Educational content only. Not financial advice. Always conduct your own research before making investment decisions.
What Are Nuclear and Uranium Stocks?
Nuclear and uranium stocks are shares of companies across the nuclear power value chain, from mining the uranium that fuels reactors to enriching it, building reactor technology, and generating electricity from nuclear plants. The group spans uranium miners and royalty holders, enrichment and fuel suppliers, small modular reactor (SMR) developers, nuclear-equipment and services firms, and utilities that operate nuclear fleets. This page lists US-listed names across that value chain with live prices and market data.
Categories in This List
- Uranium miners and royalties: producers and developers such as Cameco (CCJ), Uranium Energy (UEC), Energy Fuels (UUUU), NexGen Energy (NXE), Denison Mines (DNN), Ur-Energy (URG), enCore Energy (EU), and IsoEnergy (ISOU), plus royalty and streaming company Uranium Royalty (UROY).
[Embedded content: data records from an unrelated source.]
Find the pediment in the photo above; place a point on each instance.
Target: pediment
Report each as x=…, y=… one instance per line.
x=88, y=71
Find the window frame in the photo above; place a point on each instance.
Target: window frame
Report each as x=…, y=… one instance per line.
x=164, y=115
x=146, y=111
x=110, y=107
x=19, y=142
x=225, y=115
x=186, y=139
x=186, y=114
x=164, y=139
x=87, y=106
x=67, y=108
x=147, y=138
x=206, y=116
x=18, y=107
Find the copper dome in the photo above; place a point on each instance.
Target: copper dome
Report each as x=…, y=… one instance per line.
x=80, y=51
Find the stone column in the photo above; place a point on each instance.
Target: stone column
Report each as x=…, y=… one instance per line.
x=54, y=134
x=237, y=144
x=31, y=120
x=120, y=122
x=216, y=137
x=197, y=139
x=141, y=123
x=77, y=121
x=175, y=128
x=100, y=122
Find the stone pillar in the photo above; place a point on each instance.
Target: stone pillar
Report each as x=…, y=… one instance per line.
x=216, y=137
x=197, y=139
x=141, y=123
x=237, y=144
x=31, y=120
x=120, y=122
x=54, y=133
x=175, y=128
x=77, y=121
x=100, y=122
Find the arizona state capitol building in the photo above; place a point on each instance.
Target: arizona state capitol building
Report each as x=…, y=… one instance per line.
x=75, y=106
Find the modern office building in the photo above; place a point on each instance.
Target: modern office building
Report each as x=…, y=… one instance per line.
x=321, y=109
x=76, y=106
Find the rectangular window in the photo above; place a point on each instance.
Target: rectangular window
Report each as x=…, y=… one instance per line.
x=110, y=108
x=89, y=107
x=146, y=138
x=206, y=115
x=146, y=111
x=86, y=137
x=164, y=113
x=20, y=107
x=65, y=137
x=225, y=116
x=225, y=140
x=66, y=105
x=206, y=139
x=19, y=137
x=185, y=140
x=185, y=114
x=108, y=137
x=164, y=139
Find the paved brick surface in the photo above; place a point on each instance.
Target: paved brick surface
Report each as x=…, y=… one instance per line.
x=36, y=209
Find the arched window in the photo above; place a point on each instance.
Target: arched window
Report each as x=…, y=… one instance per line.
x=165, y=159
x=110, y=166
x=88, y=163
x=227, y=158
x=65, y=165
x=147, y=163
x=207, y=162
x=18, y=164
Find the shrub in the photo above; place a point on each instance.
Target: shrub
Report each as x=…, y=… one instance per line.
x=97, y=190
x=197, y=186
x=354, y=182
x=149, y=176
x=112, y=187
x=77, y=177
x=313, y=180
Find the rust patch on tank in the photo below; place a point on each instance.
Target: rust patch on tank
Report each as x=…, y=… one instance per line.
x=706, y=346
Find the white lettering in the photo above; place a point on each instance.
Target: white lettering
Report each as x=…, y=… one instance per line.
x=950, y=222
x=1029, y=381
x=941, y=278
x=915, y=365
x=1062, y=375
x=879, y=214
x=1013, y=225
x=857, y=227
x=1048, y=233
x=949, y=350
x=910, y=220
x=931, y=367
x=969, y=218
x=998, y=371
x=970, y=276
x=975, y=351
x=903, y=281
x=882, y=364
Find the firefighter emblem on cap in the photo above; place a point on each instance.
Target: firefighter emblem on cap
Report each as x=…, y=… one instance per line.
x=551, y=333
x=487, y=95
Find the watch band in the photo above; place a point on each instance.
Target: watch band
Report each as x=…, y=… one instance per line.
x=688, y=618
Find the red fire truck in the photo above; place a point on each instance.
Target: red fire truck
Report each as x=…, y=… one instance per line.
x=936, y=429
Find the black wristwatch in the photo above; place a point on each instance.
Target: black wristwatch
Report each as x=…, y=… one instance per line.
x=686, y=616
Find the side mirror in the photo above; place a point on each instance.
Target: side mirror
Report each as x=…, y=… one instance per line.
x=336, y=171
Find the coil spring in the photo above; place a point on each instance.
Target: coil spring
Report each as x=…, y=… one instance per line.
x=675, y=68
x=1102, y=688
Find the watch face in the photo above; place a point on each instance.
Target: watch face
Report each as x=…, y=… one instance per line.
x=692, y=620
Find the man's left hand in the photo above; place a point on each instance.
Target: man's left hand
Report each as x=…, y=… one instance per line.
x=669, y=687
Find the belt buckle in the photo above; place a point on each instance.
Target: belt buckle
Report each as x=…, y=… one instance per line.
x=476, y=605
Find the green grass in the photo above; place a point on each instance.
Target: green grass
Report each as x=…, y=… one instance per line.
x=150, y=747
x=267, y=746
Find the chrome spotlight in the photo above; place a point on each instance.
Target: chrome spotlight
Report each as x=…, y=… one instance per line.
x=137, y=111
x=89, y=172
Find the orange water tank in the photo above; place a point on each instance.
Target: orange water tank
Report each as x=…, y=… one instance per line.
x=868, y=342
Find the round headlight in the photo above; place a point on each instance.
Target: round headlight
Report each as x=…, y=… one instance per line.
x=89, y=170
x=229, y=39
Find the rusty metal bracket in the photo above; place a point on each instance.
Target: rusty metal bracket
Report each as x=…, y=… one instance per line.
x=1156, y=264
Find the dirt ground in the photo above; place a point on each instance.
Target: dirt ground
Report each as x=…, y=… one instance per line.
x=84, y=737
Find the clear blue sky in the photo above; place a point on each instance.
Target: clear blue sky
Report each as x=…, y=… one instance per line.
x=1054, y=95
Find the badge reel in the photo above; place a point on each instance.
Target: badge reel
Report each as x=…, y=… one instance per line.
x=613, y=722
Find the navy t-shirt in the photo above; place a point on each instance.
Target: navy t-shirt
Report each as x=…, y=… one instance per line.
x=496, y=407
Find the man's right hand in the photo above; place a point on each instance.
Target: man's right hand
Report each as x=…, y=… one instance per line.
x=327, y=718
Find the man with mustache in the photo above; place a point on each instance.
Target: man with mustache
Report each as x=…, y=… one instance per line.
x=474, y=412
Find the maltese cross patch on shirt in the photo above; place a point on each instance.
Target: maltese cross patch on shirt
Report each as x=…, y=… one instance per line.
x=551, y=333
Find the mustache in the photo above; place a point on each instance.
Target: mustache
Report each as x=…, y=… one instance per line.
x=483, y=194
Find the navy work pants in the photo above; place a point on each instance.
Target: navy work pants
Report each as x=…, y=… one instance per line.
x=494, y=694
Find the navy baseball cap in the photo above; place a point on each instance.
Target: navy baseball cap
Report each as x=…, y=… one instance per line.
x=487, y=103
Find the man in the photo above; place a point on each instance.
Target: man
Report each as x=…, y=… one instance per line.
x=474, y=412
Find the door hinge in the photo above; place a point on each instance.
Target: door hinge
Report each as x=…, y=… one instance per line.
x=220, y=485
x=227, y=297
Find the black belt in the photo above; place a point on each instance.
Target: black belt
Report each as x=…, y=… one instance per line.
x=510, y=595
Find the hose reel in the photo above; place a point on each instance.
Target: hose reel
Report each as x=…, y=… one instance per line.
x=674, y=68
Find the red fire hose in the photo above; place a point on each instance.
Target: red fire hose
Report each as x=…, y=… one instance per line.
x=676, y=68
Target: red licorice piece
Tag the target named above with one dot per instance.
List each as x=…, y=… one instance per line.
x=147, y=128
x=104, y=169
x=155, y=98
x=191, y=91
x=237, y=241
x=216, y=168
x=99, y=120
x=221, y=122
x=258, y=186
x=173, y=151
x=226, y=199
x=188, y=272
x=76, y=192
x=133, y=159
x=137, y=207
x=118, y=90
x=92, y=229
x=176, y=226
- Enrichment and fuel: Centrus Energy (LEU), which is licensed to produce high-assay low-enriched uranium (HALEU), and ASP Isotopes (ASPI), which is developing HALEU enrichment through its Quantum Leap Energy subsidiary.
- Small modular reactor (SMR) developers: advanced and microreactor companies including Oklo (OKLO), NuScale Power (SMR), and Nano Nuclear Energy (NNE), most of which are pre-commercial.
- Nuclear services, components, and fuel technology: reactor and component maker BWX Technologies (BWXT), energy-equipment company GE Vernova (GEV) and its BWRX-300 SMR work, engineering firm Fluor (FLR), and fuel-technology developer Lightbridge (LTBR).
- Nuclear-powered utilities: operators with nuclear fleets such as Constellation (CEG), Vistra (VST), Talen Energy (TLN), Public Service Enterprise Group (PEG), Dominion Energy (D), Duke Energy (DUK), Southern Company (SO), NextEra Energy (NEE), Entergy (ETR), Xcel Energy (XEL), DTE Energy (DTE), and Ameren (AEE). Exelon (EXC) is a regulated utility that spun off its nuclear fleet and is included for context.
What Moves Nuclear and Uranium Stocks?
- Uranium prices: the spot and long-term price of uranium directly affects miner economics and the value of physical-uranium holdings and royalties.
- Policy and regulation: licensing decisions, government funding for domestic enrichment and HALEU, plant-life extensions, and import rules can move the sector quickly.
- Electricity demand: rising load from electrification and data centers has increased interest in carbon-free baseload power, including long-term agreements to supply nuclear electricity.
- SMR and project milestones: reactor design approvals, construction permits, fuel-qualification results, and customer agreements affect developer and services names, many of which are pre-revenue.
How This List Is Built
Companies are selected for genuine exposure to uranium mining, nuclear fuel, reactor technology, nuclear services, or nuclear power generation, then verified to be actively traded with current price and market-cap data. Each name is assigned an affinity rating from 1 (minimal exposure) to 5 (central nuclear or uranium leader). The list is reviewed periodically and prices update daily. This page is informational only and does not constitute investment advice or a recommendation to buy or sell any security.
Risks and Considerations
- Regulatory and safety risk: the sector is heavily regulated, and licensing delays, policy changes, or safety incidents can affect projects and plants.
- Pre-revenue developers: several SMR and fuel-technology companies have not yet generated meaningful revenue and depend on milestones and additional funding.
- Uranium-price cyclicality: uranium prices have historically been volatile, and miner results are sensitive to those swings.
- Small-cap volatility: some names are small and thinly traded, which can lead to larger price swings.
- Concentration and competition: production and enrichment are concentrated among a few large players, and reactor designs compete for a limited set of customers.